Enough drama, let’s talk about food!
You are someone who can make a meringue. The trick is to come up with a plan for it after it’s cooked. Dry and hard? It’s a cookie! It’s crumbles to put on top of a fruit compote! It’s the top layer of an elegant parfait! Or did it turn out sticky? No, it’s marshmallowy! Stack it with some berries and cream and it’s a pavlova! Too sticky to stack? Dollop it with lemon curd, stick it in the freezer, and slice it into something gorgeous! This combination of enthusiasm and creativity, along with wilful ignorance of rules related to tradition and language, is why I’m such a hit in Germany. Also, my sarcasm.
God, I miss winking and people who wink.
If you live in Munich and you want a perfect tart, you go to the French bakery on the corner and you buy one. If you live in Western Colorado and you want a perfect tart, you carefully assemble ingredients, painstakingly follow instructions, and end up with a really gorgeous tart. If you used to live in Western Colorado and now live in Munich, you can’t possibly compete with the local bakery and are thus free to make an imperfect tart! Hurrah! Throw some nuts in the food processor, then some butter, sugar and salt, pour the flour in straight from the bag, add cream cheese if you think you remember that in a recipe from 10 years ago, give it a whizz, and dump it out right onto the Silpat on the baking sheet. Give it a quick mix with your hands, roll it out, plop some fruit on, fold the edges over, sprinkle on some sugar, and bake it (at the temp the oven automatically turns on to) until it smells great. If you’re nervous about the texture, eat it while it’s hot with some ice cream or yogurt. If it looks like the bottom got cooked through, let it cool until it’s sliceable. You can let the kids fold up the edges and put it in the oven and watch it bubble up and when you eat it together you are so proud of yourselves! It is yours, this tart that you made with your wisdom and patience and forgiveness and care, and there will never be another one exactly like it: the things we know right now, the fruit that is ripe today, the kids who are home from school and willing, they all change.

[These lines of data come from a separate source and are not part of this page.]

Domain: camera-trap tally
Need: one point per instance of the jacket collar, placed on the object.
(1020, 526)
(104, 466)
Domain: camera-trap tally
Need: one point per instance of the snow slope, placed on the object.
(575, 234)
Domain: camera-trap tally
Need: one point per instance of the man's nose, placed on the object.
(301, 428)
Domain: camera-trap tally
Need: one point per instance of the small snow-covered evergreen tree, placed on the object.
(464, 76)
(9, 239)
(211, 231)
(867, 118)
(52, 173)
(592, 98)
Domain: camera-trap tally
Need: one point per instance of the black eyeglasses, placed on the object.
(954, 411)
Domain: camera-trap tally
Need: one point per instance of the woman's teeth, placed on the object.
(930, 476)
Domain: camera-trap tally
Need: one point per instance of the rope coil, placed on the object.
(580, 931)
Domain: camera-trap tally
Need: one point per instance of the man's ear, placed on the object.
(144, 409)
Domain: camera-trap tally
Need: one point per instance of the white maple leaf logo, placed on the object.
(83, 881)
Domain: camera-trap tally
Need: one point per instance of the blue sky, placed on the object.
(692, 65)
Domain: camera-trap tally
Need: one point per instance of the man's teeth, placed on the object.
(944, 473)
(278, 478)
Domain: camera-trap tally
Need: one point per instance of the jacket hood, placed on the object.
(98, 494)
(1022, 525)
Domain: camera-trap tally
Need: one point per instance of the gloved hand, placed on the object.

I have a little happiness hiccup every time I think about how I might feel when I reflect back on the memories of excited kids peeking into the oven window at our once-in-a-lifetime tart. At best, I’ll miss them after they’ve left the house. At worst, well, it will be the worst. Either way, it won’t ever be like this again and, even though we just ate that tart yesterday, I miss it already.